It’s a snowy day in Whitewater, with a predicted snowfall of three to seven inches during the day today, another one to three this evening, and a high temperature in the mid twenties.
It’s fitting that on a day with interesting weather, there’s a Wisconsin anniversary about the weather. The Wisconsin Historical Society reports that on this day in 1870
1870 – National Weather Service Authorized
On this date President Ulysses S. Grant signed a joint resolution authorizing a National Weather Service, which had long been a dream of Milwaukee scientist Increase Lapham.
Lapham, 19th-century Wisconsin’s premier natural scientist, proposed a national weather service after he mapped data contributed over telegraph lines in the UpperMidwest and realized that weather might be predicted in advance. He was concerned about avoiding potential disasters to Great Lakes shipping and Wisconsin farming, and his proposal was approved by Congress and authorized on this date. [Source: History Just Ahead: A Guide to Wisconsin’s Historical Markers, edited by Sarah Davis McBride]
More on the story is available at Feb. 9, 1870: Feds Get on Top of the Weather.
Today is also a memorable day in American aviation history — on this day in 1969, Boeing successfully tested a 747 jumbo jet:
As commercial air travel boomed in the 1960s, the need for a plane capable of handling more passengers than Boeing’s reliable old warhorse, the 707, became obvious. But the technology of jet-engine design was changing rapidly, too, and the feeling was that any new aircraft built using existing subsonic engines would soon be made obsolete by planes capable of supersonic flight.

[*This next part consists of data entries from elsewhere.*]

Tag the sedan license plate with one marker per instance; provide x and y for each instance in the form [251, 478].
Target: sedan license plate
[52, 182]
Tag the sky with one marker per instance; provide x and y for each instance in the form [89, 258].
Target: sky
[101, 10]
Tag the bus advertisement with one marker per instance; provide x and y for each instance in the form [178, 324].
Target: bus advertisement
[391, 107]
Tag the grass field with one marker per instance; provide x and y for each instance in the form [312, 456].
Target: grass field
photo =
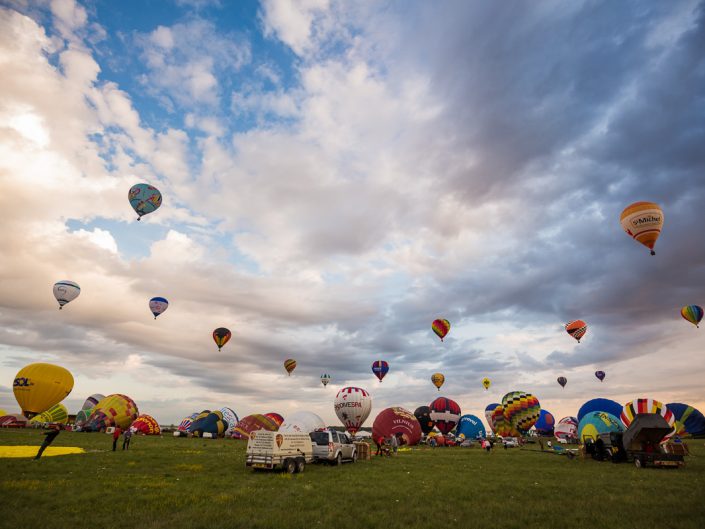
[169, 482]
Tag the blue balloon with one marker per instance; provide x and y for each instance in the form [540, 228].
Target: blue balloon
[545, 424]
[470, 427]
[605, 405]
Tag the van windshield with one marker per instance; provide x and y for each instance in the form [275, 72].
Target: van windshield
[320, 438]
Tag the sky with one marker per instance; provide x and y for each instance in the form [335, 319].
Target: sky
[335, 176]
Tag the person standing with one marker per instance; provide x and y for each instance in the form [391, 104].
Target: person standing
[126, 437]
[50, 436]
[116, 436]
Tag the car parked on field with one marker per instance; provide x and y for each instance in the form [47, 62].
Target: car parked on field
[333, 446]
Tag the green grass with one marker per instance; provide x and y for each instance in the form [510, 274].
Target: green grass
[169, 482]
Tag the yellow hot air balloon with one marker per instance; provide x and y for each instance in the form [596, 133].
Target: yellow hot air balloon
[57, 414]
[643, 222]
[39, 386]
[438, 379]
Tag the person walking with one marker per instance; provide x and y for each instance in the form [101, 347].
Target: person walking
[126, 437]
[50, 436]
[116, 436]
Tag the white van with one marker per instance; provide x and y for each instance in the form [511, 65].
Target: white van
[290, 451]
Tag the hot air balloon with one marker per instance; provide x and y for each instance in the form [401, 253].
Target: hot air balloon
[289, 365]
[380, 369]
[56, 414]
[144, 199]
[521, 409]
[576, 329]
[352, 406]
[445, 413]
[633, 408]
[221, 336]
[113, 410]
[66, 291]
[438, 379]
[596, 423]
[39, 386]
[399, 422]
[230, 417]
[441, 327]
[423, 415]
[146, 425]
[470, 427]
[545, 423]
[302, 422]
[689, 421]
[692, 313]
[643, 222]
[158, 305]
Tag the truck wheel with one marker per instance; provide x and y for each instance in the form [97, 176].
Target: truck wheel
[300, 465]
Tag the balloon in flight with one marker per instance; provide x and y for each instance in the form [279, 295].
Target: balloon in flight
[66, 291]
[643, 222]
[144, 199]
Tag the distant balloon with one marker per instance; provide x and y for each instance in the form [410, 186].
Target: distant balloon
[643, 222]
[56, 414]
[606, 405]
[144, 199]
[380, 369]
[39, 386]
[445, 413]
[221, 336]
[92, 401]
[423, 415]
[157, 306]
[302, 422]
[576, 329]
[290, 365]
[66, 291]
[692, 313]
[545, 424]
[438, 379]
[470, 427]
[399, 422]
[352, 406]
[521, 410]
[441, 327]
[113, 410]
[146, 425]
[596, 423]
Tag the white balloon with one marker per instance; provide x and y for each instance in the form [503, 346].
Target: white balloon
[353, 406]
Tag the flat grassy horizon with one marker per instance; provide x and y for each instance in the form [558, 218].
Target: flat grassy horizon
[180, 482]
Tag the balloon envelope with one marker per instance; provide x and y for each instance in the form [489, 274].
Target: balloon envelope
[423, 415]
[144, 199]
[352, 406]
[597, 422]
[445, 413]
[606, 405]
[158, 306]
[397, 421]
[470, 427]
[643, 222]
[66, 291]
[37, 387]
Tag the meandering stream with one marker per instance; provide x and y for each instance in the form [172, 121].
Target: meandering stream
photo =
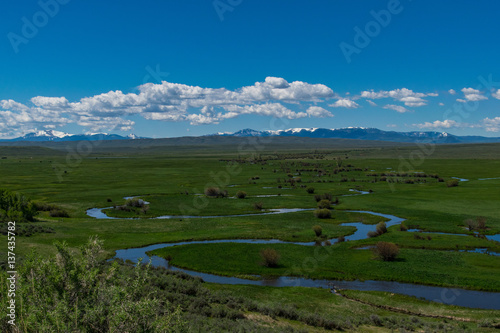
[455, 296]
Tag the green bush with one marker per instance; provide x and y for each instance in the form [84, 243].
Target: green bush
[386, 251]
[58, 213]
[270, 257]
[258, 205]
[381, 228]
[323, 213]
[241, 194]
[317, 230]
[16, 207]
[324, 203]
[215, 192]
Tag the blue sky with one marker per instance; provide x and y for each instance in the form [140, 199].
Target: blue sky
[176, 68]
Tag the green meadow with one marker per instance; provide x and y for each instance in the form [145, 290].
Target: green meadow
[407, 181]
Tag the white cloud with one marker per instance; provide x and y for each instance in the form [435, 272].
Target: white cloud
[407, 96]
[50, 102]
[345, 103]
[496, 94]
[473, 95]
[398, 108]
[439, 124]
[318, 112]
[413, 101]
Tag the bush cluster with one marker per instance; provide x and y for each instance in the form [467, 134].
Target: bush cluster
[386, 251]
[215, 192]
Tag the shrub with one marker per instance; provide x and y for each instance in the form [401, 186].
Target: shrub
[481, 222]
[270, 257]
[324, 204]
[241, 194]
[258, 205]
[381, 228]
[326, 196]
[386, 251]
[58, 213]
[323, 213]
[16, 207]
[470, 224]
[317, 230]
[135, 202]
[212, 192]
[215, 192]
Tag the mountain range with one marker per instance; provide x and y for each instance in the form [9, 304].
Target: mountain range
[56, 136]
[359, 133]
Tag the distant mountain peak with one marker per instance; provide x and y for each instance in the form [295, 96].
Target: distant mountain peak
[364, 133]
[52, 135]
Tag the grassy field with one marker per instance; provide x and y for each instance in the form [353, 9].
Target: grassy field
[173, 178]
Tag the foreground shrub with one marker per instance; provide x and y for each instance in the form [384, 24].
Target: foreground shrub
[16, 207]
[381, 228]
[258, 205]
[324, 204]
[215, 192]
[58, 213]
[135, 202]
[386, 251]
[317, 230]
[323, 213]
[270, 257]
[241, 194]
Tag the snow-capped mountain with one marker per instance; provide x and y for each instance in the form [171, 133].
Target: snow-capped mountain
[56, 136]
[362, 133]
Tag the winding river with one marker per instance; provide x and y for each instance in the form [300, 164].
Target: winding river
[454, 296]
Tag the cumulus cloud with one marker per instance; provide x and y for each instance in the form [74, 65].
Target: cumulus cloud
[318, 112]
[472, 95]
[398, 108]
[447, 123]
[407, 96]
[167, 101]
[345, 103]
[496, 94]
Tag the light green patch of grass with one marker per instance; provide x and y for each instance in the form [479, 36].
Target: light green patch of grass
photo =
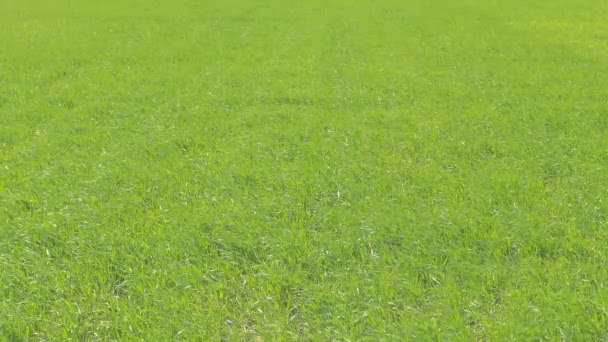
[333, 170]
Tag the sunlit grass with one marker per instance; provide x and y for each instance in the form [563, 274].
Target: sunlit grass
[379, 170]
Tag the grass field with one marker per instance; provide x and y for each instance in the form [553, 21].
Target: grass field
[309, 170]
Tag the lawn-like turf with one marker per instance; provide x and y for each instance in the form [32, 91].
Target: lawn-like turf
[311, 170]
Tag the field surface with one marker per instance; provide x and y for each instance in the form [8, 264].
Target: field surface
[303, 170]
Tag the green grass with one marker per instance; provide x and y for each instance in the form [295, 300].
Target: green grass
[313, 170]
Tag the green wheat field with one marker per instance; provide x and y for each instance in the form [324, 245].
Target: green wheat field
[387, 170]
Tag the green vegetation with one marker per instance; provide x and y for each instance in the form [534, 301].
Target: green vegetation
[311, 170]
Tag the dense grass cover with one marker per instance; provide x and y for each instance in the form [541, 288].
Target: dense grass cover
[314, 170]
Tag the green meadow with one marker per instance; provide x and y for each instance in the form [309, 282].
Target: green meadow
[303, 170]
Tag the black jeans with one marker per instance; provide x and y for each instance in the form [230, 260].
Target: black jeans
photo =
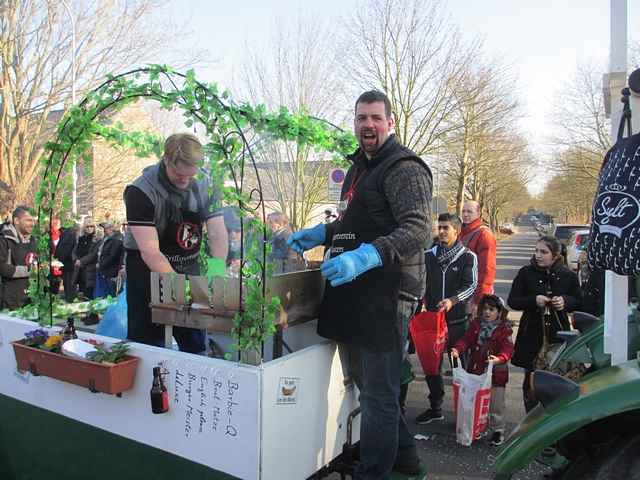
[436, 382]
[384, 435]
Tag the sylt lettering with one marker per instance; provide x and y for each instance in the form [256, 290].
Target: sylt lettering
[606, 213]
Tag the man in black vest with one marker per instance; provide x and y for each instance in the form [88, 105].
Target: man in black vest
[17, 256]
[166, 210]
[376, 278]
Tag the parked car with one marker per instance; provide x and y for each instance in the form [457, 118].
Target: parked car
[506, 228]
[562, 231]
[576, 244]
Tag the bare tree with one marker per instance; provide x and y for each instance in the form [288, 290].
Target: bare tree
[295, 69]
[583, 129]
[485, 114]
[35, 67]
[408, 49]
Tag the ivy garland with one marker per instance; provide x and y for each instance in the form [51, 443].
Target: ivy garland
[226, 152]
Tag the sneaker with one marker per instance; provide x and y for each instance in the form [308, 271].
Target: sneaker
[411, 468]
[429, 416]
[497, 439]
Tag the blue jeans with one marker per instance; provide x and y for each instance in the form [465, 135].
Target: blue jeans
[384, 435]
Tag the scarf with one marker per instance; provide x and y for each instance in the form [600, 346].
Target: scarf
[486, 330]
[178, 198]
[445, 256]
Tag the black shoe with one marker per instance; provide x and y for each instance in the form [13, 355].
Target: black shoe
[429, 416]
[497, 439]
[410, 468]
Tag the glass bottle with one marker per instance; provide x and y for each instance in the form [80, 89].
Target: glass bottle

So the 747 was designed to be easily convertible to hauling cargo, which Boeing believed would ensure its long-term sustainability….
In the end, commercial supersonic flight proved a bust, for various financial, environmental and technical reasons. The 747, meanwhile, expected to be obsolete after 400 were built, surpassed 1,000 aircraft in 1993 and, with several series modifications, remains in production to this day.